Changelog

[Unreleased]

Added

  • Part-of-speech tagging:

    • Added the function pos_tag that takes a segmented sentence or phrase and returns its part-of-speech tags.

    • Added the function hkcancor_to_ud that maps a part-of-speech tag from the original HKCanCor annotated data to one of the tags from the Universal Dependencies v2 tagset.

  • Word segmentation:

    • Improved segmentation quality by revising the underlying wordlist data.

  • The test suite now covers code snippets in both the docstrings and .rst doc files.

Changed

Deprecated

Removed

Fixed

  • Fixed the issue of not opening text files with UTF-8 encoding (a possible issue on Windows).

Security

[3.0.0] - 2020-10-25

Added

  • Word segmentation:

    • Segmentation is customizable for the following:

      • Maximum word length

      • A user-supplied list of words to allow as words

      • A user-supplied list of words to disallow as words

    • The default segmentation model has been improved with the rime-cantonese data (CC BY 4.0 license).

  • Characters-to-Jyutping conversion:

    • The conversion returns results in a word-segmented form.

    • The conversion model has been improved with the rime-cantonese data (CC BY 4.0 license).

  • Added the following functions; they are equivalent to their (now deprecated) x2y counterparts:

    • characters_to_jyutping

    • jyutping_to_tipa

    • jyutping_to_yale

  • Added support for Python 3.9.

Changed

API-breaking Changes

  • jyutping_to_yale: The default value of the keyword argument as_list has been changed from False to True, so that this function is now more in line with the other “jyutping_to_X” functions for returning a list.

  • characters_to_jyutping: The returned valued is now a list of segmented words, where each is a 2-tuple of (Cantonese characters, Jyutping).
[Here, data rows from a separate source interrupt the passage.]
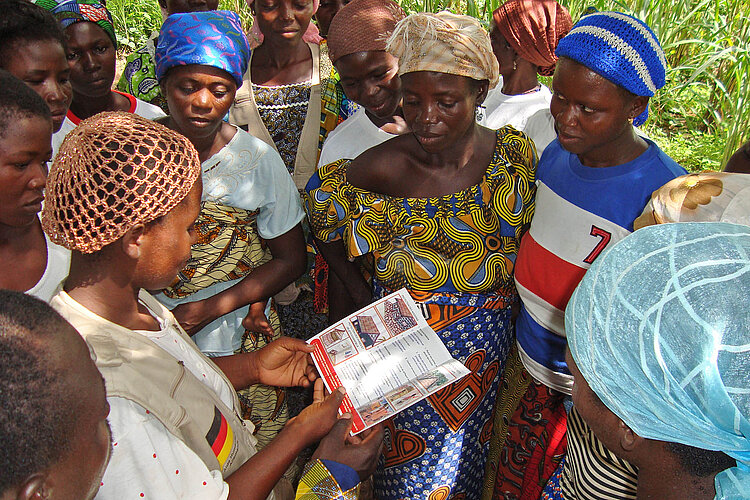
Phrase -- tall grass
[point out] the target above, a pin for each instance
(707, 43)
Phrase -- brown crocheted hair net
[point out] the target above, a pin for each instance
(113, 171)
(362, 25)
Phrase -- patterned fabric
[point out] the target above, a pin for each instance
(69, 12)
(318, 483)
(455, 254)
(553, 491)
(571, 228)
(446, 43)
(283, 109)
(533, 30)
(212, 38)
(466, 241)
(362, 26)
(335, 107)
(620, 48)
(437, 448)
(535, 443)
(513, 384)
(658, 328)
(591, 471)
(228, 247)
(96, 194)
(139, 75)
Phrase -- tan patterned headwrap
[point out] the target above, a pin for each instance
(445, 43)
(362, 25)
(113, 171)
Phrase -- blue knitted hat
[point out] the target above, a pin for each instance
(620, 48)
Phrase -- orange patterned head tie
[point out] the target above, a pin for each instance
(113, 171)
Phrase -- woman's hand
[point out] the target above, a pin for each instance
(315, 421)
(194, 316)
(285, 362)
(360, 452)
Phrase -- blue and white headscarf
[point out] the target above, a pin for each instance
(660, 329)
(620, 48)
(214, 38)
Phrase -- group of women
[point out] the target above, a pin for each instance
(422, 152)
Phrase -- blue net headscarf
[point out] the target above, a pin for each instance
(660, 329)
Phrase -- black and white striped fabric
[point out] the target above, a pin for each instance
(592, 472)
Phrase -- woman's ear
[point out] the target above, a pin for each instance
(482, 89)
(33, 488)
(133, 240)
(638, 106)
(629, 440)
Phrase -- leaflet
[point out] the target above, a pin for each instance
(386, 356)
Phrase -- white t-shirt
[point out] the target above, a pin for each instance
(351, 138)
(147, 461)
(140, 108)
(528, 113)
(58, 266)
(249, 174)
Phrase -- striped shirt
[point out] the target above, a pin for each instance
(591, 471)
(580, 211)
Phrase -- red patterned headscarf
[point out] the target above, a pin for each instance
(533, 28)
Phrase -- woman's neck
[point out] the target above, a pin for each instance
(208, 145)
(625, 148)
(670, 482)
(105, 289)
(522, 81)
(280, 56)
(85, 106)
(394, 124)
(276, 65)
(19, 237)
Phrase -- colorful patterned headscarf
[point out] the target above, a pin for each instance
(445, 43)
(659, 329)
(70, 12)
(212, 38)
(533, 28)
(620, 48)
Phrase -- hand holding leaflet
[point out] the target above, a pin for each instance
(386, 356)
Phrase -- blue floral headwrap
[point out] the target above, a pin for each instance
(660, 329)
(213, 38)
(69, 12)
(620, 48)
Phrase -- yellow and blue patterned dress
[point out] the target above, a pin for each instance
(455, 254)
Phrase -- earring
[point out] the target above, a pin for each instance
(479, 113)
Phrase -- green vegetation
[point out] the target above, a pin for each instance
(699, 118)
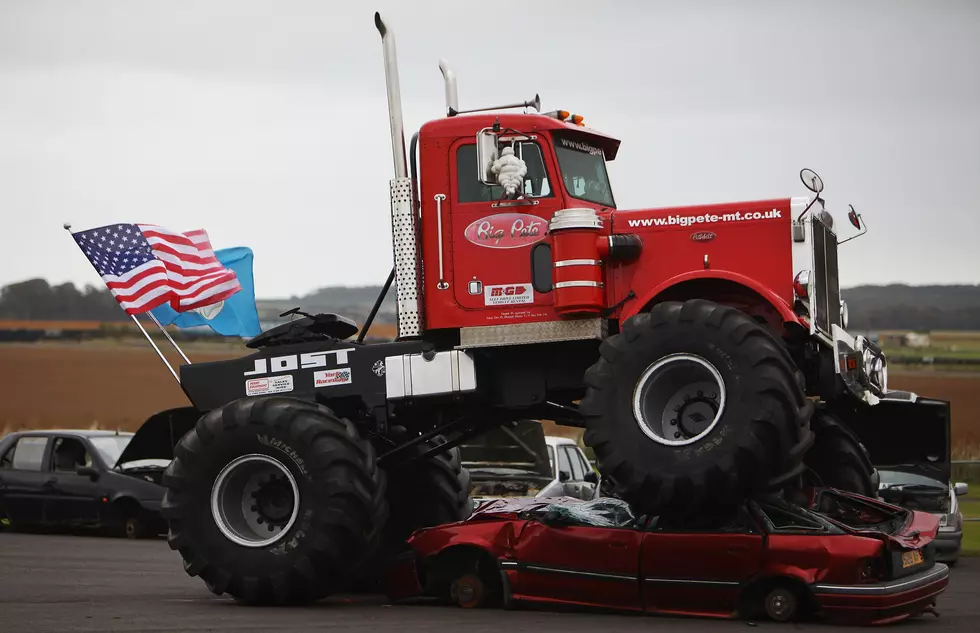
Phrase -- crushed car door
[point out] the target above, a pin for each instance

Previously, it was a list of Jyutping strings for the individual Cantonese characters.

Non-API-breaking Changes

  • Switched documentation to the readthedocs theme and numpydoc docstring style.

  • Improved CircleCI builds with orbs.

Deprecated

  • The following x2y functions have been deprecated in favor of their equivalents named in the form of x_to_y.

    • characters2jyutping

    • jyutping2tipa

    • jyutping2yale

Security

  • Turned on HTTPS for the pycantonese.org domain.

[2.4.1] - 2020-10-10

Fixed

  • Switched to the wordseg dependency to a PyPI source instead of a GitHub direct link.

[2.4.0] - 2020-10-10

Added

  • Added the characters2jyutping() function for converting Cantonese characters to Jyutping romanization.
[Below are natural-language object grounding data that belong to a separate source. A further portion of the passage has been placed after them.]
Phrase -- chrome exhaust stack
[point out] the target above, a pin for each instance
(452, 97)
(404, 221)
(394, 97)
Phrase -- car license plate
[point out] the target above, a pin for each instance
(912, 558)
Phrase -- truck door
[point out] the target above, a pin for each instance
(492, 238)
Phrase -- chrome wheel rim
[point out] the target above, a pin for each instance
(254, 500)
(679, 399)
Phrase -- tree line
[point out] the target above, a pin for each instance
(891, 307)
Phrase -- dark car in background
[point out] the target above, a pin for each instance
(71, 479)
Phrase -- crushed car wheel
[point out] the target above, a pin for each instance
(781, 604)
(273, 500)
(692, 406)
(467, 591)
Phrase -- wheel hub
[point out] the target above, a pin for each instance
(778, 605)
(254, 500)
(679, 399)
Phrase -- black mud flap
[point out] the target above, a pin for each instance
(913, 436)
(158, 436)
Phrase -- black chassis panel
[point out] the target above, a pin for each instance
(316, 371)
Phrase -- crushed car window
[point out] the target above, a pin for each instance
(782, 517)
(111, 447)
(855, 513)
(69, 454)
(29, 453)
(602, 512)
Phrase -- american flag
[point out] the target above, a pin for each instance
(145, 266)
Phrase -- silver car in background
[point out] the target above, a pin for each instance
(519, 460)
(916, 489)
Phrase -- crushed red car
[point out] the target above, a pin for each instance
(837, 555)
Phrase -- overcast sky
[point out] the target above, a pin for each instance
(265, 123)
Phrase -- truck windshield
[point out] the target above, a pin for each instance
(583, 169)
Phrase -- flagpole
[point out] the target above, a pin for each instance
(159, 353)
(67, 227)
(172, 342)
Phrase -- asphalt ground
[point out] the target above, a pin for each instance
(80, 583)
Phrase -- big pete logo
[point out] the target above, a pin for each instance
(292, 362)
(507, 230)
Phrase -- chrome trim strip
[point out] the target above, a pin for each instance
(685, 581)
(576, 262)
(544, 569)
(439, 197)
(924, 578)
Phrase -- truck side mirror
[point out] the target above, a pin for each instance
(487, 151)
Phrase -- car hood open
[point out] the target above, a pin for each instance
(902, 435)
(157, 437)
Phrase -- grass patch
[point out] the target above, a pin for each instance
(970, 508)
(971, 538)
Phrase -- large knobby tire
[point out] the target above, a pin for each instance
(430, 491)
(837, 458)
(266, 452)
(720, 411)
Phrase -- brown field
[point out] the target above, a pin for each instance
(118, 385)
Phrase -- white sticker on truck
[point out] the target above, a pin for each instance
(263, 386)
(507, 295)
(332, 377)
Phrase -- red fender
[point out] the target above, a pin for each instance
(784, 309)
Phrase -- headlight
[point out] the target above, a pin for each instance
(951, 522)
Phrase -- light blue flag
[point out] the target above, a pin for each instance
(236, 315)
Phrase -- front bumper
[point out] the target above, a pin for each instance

  • Added the segment() function for word segmentation.

[2.3.0] - 2020-07-24

Added

  • Added support for Python 3.7 and 3.8.

Removed

  • Dropped support for Python 3.4 and 3.5 (supporting 3.6, 3.7, and 3.8 now).

[2.2.0] - 2018-06-30

Added

  • 104 stop words.

[2.1.0] - 2018-06-11

Added

  • Exposed the exclude parameter in various reader methods for excluding specific participants. This parameter was implemented at pylangacq v0.10.0.

Fixed

  • Allowed “n” to be a syllabic nasal.

  • Fixed corpus reader not picking up the characters.

[2.0.0] - 2016-02-06

  • PyCantonese now requires Python 3.4 or above.

  • Adopted the CHAT corpus format, piggybacking on PyLangAcq

  • Converted HKCanCor into the CHAT format

  • Switched to transparent function names (cf. issue #10): parse_jyutping(), jyutping2yale(), jyutping2tipa()
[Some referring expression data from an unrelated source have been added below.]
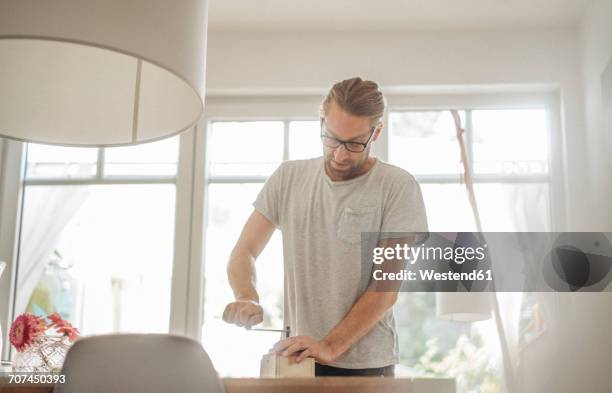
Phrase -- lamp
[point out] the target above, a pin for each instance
(100, 72)
(463, 306)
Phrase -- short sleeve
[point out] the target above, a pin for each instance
(404, 210)
(268, 200)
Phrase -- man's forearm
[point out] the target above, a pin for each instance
(362, 317)
(242, 276)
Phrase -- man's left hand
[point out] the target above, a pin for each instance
(303, 347)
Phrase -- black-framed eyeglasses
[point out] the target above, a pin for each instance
(354, 147)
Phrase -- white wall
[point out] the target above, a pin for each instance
(575, 353)
(596, 42)
(253, 63)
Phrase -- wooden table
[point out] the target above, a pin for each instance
(300, 385)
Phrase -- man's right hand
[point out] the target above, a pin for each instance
(243, 313)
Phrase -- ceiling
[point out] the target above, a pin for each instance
(386, 15)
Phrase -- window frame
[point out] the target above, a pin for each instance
(187, 275)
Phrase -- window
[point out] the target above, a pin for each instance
(97, 235)
(241, 156)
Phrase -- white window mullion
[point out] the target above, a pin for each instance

  • Bug fixes: issues #6, #7, #8 #9

[1.0] - 2015-09-06

  • Fixed the Jyutping-Yale conversion issue with “yu”

  • Added number_of_words() and number_of_characters() for corpus access

  • Forced all part-of-speech tags (both in searches and internal to corpus objects) in caps, in line with the NLTK convention

[1.0dev] - 2015-09-02

  • Overall code restructuring

  • Only Python 3.x is supported from this point onwards

  • Used generators instead of lists for corpus access methods

  • Added the part-of-speech search criterion

  • Added Jyutping-to-Yale conversion

  • Added Jyutping-to-TIPA conversion

  • Disabled the function for reading a custom corpus dataset (it will come back)

[0.2.1] - 2015-01-25

  • Fixed corpus access path issues

[0.2] - 2015-01-22

  • The Hong Kong Cantonese Corpus is included in the package.

  • A general-purpose search() function is defined, replacing the element-specific search functions from version 0.1.

[0.1] - 2014-12-17

  • Basic functions available, including…

  • Parsing Jyutping romanization

  • Reading a tagged corpus data folder

  • Searching by a given element (onset/initial, nucleus, coda, final, character)

  • Searching by a character plus a range